It sounds like you have the following:
template <>
Cat<int>::~Cat()
{
std::cout << "int" << std::endl;
}
in a header file that is included in two translation units. An explicit specialization of a function template is a non-inline function (C++14 [temp.expl.spec]/12); so this is an ODR violation.
It's the same error you'd get if you implemented a non-template member function (or a free function) in the same place: both translation units end up with a copy of the function, which is not allowed even if the two copies are identical.

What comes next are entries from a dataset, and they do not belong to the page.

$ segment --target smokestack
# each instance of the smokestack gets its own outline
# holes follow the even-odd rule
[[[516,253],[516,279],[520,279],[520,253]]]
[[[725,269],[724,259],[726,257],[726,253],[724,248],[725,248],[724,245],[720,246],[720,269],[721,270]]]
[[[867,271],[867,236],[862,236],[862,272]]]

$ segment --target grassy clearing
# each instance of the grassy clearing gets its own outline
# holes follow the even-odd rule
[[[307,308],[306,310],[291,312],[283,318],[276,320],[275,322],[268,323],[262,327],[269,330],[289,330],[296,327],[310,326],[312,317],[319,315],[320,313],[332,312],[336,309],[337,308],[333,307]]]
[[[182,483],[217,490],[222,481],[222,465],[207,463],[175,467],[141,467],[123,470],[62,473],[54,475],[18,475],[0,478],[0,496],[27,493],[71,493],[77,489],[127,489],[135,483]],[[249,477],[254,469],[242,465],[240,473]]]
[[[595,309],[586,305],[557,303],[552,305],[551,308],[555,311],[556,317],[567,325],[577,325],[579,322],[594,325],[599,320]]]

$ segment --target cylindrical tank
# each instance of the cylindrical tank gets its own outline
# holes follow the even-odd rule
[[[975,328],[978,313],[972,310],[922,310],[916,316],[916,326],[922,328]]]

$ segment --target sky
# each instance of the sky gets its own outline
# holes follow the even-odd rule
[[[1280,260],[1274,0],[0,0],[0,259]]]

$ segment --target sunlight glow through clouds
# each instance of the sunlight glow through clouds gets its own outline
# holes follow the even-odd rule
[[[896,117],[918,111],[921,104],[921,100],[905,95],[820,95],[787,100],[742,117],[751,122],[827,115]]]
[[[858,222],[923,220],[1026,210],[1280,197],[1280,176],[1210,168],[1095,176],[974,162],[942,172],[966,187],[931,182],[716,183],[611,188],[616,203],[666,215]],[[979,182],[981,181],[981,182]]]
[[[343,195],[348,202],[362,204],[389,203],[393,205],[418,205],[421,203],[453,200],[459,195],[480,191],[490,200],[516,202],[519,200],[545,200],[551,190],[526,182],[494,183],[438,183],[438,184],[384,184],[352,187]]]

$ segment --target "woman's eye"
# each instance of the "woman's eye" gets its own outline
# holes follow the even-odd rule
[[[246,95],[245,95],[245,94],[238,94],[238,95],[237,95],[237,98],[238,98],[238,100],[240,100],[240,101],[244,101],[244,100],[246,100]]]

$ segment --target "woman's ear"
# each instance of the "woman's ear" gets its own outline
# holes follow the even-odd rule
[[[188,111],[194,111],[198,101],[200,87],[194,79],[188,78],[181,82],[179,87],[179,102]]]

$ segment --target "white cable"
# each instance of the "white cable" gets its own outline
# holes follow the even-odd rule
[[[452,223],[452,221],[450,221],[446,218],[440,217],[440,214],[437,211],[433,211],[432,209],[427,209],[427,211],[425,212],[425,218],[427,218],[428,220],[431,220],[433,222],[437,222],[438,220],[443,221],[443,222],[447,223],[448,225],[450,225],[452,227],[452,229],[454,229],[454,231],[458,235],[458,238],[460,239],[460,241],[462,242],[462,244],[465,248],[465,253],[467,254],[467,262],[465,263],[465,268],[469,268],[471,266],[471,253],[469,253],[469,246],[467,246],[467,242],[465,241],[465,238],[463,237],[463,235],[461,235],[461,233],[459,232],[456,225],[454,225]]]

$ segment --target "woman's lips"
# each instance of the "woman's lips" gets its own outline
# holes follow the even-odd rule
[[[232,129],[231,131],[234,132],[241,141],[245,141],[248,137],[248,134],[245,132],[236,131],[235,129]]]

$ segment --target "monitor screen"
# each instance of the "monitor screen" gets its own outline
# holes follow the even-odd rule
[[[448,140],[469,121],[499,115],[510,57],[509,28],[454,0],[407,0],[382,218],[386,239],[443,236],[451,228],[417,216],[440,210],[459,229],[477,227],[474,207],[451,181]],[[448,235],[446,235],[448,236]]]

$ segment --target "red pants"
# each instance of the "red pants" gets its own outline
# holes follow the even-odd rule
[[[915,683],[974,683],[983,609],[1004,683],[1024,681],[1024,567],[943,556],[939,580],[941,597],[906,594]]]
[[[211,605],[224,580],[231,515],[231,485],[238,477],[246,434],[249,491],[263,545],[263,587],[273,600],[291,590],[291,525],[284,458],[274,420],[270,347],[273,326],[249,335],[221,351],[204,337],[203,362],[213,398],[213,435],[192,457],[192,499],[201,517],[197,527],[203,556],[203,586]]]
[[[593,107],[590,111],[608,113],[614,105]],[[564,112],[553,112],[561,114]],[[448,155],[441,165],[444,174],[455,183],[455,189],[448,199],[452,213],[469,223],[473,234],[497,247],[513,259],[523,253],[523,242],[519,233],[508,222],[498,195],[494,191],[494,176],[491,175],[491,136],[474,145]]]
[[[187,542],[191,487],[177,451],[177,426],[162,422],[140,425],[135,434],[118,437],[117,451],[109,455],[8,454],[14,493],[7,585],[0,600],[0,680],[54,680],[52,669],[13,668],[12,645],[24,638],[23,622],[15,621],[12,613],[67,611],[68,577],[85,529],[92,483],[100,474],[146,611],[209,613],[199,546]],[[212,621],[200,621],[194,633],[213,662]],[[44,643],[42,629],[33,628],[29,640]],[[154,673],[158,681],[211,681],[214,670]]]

To fix this, put the keyword inline
before template<>
.
There was some discussion in comments about the legality of providing an explicit specialization for a member function of a class template. I believe this is correct, with restrictions according to C++14 [temp.expl.spec]/6:
If a template, a member template or a member of a class template is explicitly specialized then that specialization shall be declared before the first use of that specialization that would cause an implicit instantiation to take place, in every translation unit in which such a use occurs; no diagnostic is required. If the program does not provide a definition for an explicit specialization and either the specialization is used in a way that would cause an implicit instantiation to take place or the member is a virtual member function, the
program is ill-formed, no diagnostic required.
Also, section 7:
The placement of explicit specialization declarations for function templates, class templates, variable templates, member functions of class templates, static data members of class templates, member classes of class templates, member enumerations of class templates, member class templates of class templates, member function templates of class templates, static data member templates of class templates, member functions of member templates of class templates, member functions of member templates of non-template classes, static data member templates of non-template classes, member function templates of member classes of class templates, etc., and the placement of partial specialization declarations of class templates, variable templates, member class templates of non-template classes, static data member templates of non-template classes, member class templates of class templates, etc., can affect whether a program is well-formed according to the relative positioning of the explicit specialization declarations and their points of instantiation in the translation unit as specified above and below. When writing a specialization, be careful about its
location; or to make it compile will be such a trial as to kindle its self-immolation.
In your program it is in the perfect location: immediately after the class definition. The risky sitautions occur when the class might have been instantiated before a declaration at least of the specialization was encountered.